Quote Originally Posted by LS View Post
*huh* Good point. I hadn't thought of it, but I suppose one could argue that our approach in PAK is tilted towards FID, while our approach in AFG is decidedly more COIN.
Even if there was agreement on where the border is located, there are a substantial number of people on both sides that don't recognize it.

Then there are other substantial numbers of people who have long existed under, at best, very limited authority from any central government. There are some groups that don't recognize any authority outside their own extended tribal structure. This is true on both sides of the border. What does the "i" in FID mean in these cases? What about the "i" in COIN? We see these people as "internal" because of lines on a map, we call some of them "insurgents" because they actively oppose central government, yet many of them see things quite differently. Do we have terminology and doctrine to change these kinds of loyalty structures, far removed and long hostile to any central government?

The point being is that I don't think our doctrinal constructs can hope to fit a place like Afghanistan or Pakistan, even assuming guidance from policymakers is clear, which, as Ken notes, it isn't.

IMO, Afghanistan and Pakistan are like conjoined Frankenstein twins - a menagerie of peoples that have yet to solidify into something resembling our Western concept of nationhood and likely never will. What is it called when we assist a central government in what amounts to conquering its own territory and its own peoples? Whatever it is, I don't think it's FID or COIN, but maybe it contains elements of both. We also need to consider that even Pakistan has been unable (and, it turns out, unwilling) to subjugate its people to its authority either through coercion or accommodation or FID or COIN.

Secondly, I think there is FID going on in Afghanistan, it's just that not much of it gets noticed and so much of it has been utter failure. The problems and issues are nicely detailed in a Richard Sale article in the ME Times (link to the full-text at another site) and those problems are nothing new:

Much of the ANP’s incompetence is due to a lack of adequate training but their mission of administering the rule of law is sidetracked and distorted by the sinister influence of power brokers or war lords. Afghan expert Gretchen Peters in a recent book “Seeds of Terror,” wrote of one power broker, Haji Juma Khan, as a criminal skilled in building networks and schemes to corrupt officials wherever he has chosen to operate. Provincial governors’ security agents, officials in the Highway Police or regional military commanders were all his targets. U.S. officials report that many Taliban commanders have forged affective and close ties with Afghan police officials which have proved troublesome. A recent UN report detailed a complex system of kickbacks involving 36 districts where governorships, customs and police postings are up for auction with the job winners paying huge fees to senior officials to keep their place. Top police officials in key districts pay $10,000 a month for job security, Peters said.

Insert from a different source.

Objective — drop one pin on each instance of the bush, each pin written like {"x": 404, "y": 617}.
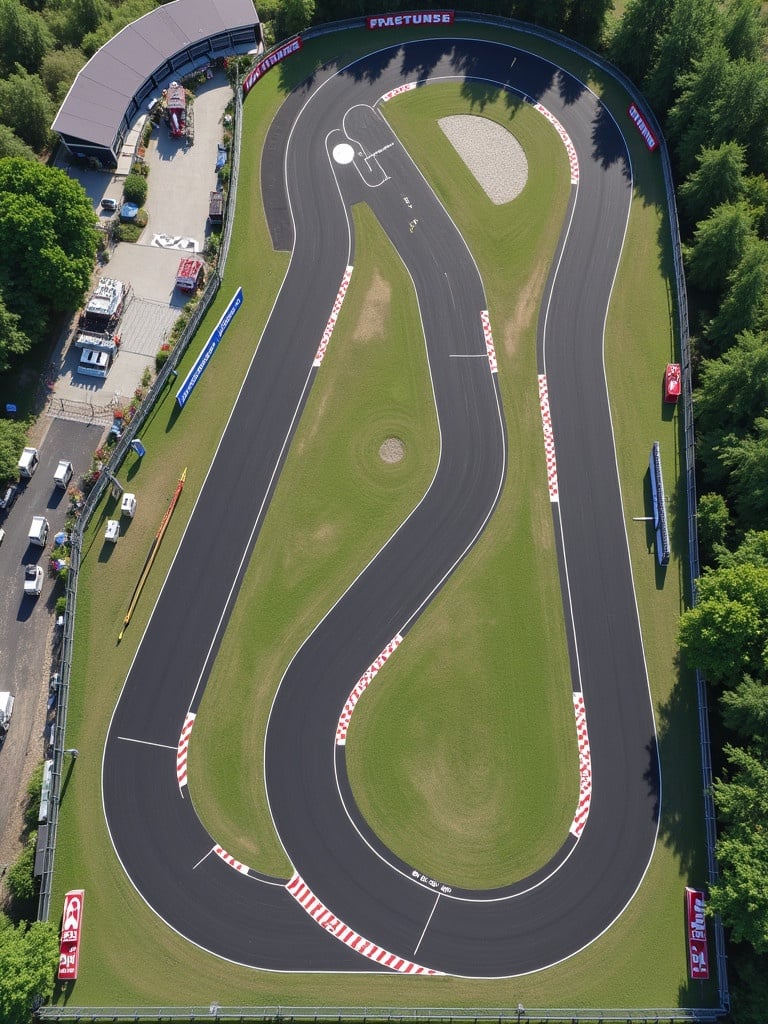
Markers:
{"x": 19, "y": 880}
{"x": 134, "y": 188}
{"x": 127, "y": 232}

Cordesman noted in his report that power brokers see any improvement in police efficiency as a threat to their own operations and are desperate to forestall it by any means. But Cordesman and others make clear that their activity can only be countered by making vast improvements in the ANP leadership.
There are more details in Cordesman's report here. The short version is that it's hard to conduct FID when the population thinks the police are just a bunch of criminals.